Y es que el sector agrícola está cambiando mucho en los últimos años, y las granjas con él. Hoy, aprovechando la celebración del Día Mundial del Medio Ambiente, ponemos sobre la mesa una cuestión de grandes proporciones que tiene a la sociedad dividida: la ganadería industrial. Más concretamente, las conocidas como macrogranjas.

Comencemos por el principio. ¿Qué es una macrogranja? A pesar de que el término no tiene una definición legal o técnica, es como se conocen popularmente las explotaciones de ganadería industrial. Son el resultado de la intensificación de esta actividad, buscando optimizar lo máximo posible el proceso de obtención de sus productos. Para ello, concentran un gran número de animales en instalaciones con una elevada automatización. En consecuencia, los beneficios económicos se ven incrementados.

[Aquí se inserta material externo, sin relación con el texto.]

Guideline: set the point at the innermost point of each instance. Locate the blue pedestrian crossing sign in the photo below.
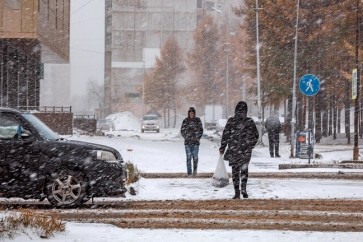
(309, 85)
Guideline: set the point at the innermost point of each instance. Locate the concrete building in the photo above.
(32, 32)
(135, 31)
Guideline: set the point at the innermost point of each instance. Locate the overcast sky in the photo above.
(86, 44)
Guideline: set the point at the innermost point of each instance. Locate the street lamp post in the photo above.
(258, 77)
(356, 103)
(293, 119)
(226, 49)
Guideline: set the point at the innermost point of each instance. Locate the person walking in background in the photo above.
(192, 130)
(273, 127)
(240, 136)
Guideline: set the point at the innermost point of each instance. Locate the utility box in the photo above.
(304, 144)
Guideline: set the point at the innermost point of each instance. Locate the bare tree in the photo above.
(161, 83)
(96, 96)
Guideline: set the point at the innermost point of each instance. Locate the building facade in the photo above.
(32, 32)
(135, 32)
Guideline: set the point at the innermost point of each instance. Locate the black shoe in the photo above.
(244, 194)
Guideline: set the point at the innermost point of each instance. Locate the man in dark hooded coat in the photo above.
(240, 135)
(273, 127)
(192, 131)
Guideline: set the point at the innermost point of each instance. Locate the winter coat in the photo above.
(191, 129)
(240, 135)
(273, 124)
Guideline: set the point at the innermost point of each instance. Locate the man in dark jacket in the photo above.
(240, 135)
(192, 130)
(273, 127)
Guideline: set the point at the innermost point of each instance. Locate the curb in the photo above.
(343, 165)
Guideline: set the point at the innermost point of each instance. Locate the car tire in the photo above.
(67, 188)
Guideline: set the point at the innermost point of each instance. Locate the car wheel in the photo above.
(66, 188)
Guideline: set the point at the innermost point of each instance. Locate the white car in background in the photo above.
(150, 122)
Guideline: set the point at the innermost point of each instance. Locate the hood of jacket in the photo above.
(192, 109)
(241, 109)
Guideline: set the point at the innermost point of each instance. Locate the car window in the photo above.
(42, 128)
(8, 127)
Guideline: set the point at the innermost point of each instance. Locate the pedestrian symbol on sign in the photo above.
(309, 85)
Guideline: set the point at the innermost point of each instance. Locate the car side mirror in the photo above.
(25, 134)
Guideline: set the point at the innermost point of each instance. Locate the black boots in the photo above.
(243, 191)
(244, 194)
(236, 194)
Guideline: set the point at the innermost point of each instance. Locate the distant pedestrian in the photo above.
(240, 136)
(273, 127)
(192, 130)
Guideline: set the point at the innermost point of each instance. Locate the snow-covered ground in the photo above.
(164, 152)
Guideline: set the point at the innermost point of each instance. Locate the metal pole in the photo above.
(356, 106)
(258, 77)
(293, 119)
(227, 77)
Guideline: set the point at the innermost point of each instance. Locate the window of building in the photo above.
(12, 4)
(209, 6)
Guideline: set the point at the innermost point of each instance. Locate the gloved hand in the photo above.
(221, 151)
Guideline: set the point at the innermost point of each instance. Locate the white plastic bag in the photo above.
(220, 177)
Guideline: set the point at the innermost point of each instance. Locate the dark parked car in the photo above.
(37, 163)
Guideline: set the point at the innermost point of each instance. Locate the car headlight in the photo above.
(105, 155)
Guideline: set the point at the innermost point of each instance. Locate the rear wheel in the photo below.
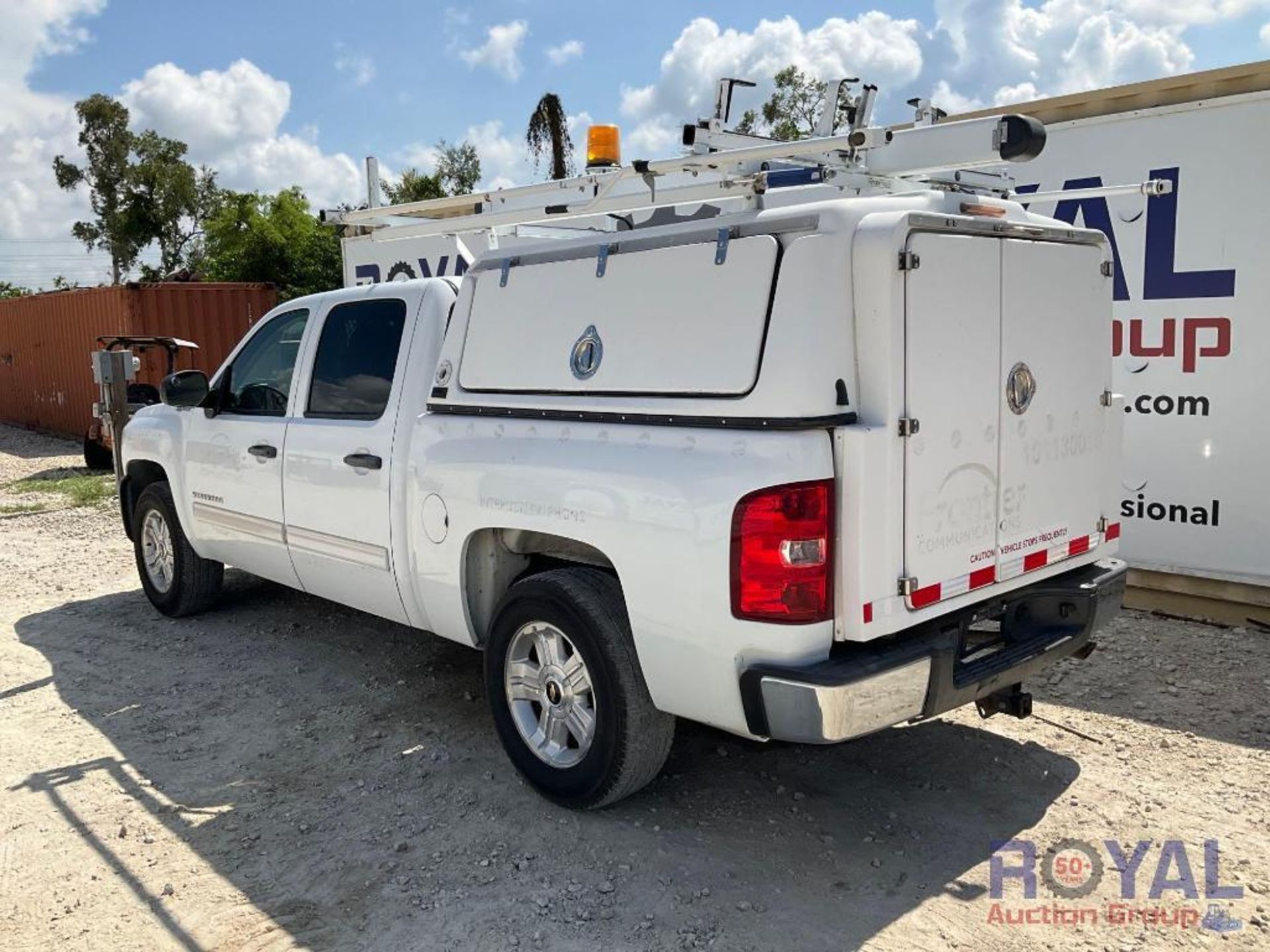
(175, 578)
(567, 692)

Por esta razón, en España el número de macrogranjas no ha hecho más que crecer. Según los informes de indicadores sobre el sector porcino del Ministerio de Agricultura, desde 2006 el número de explotaciones de tipo 2 y 3 (correspondientes con el mayor volumen de animales) han aumentado en un 29%, mientras que aquellas explotaciones donde se ha concentrado tradicionalmente la ganadería familiar (las de tipo 1 y de reserva) se han visto reducidas en un 40%. Como resultado, España está actualmente a la cabeza de Europa en materia de censo porcino: tenemos más de treinta millones de cerdos.

Aquellas explotaciones donde se ha concentrado tradicionalmente la ganadería familiar (las de tipo 1 y de reserva) se han visto reducidas en un 40%

Mientras el número total de granjas desciende, las explotaciones intensivas baten récords de producción cada año. No es sorprendente, por tanto, que en lo que va de 2021 las solicitudes para instalar o ampliar macrogranjas se hayan disparado. Por ejemplo, la empresa Valle de Odieta —responsable de la conocida explotación en Caparroso (Navarra) con capacidad para 5000 vacas— proyecta la apertura de otra planta en Noviercas (Soria), con capacidad para nada menos que 23 520 animales.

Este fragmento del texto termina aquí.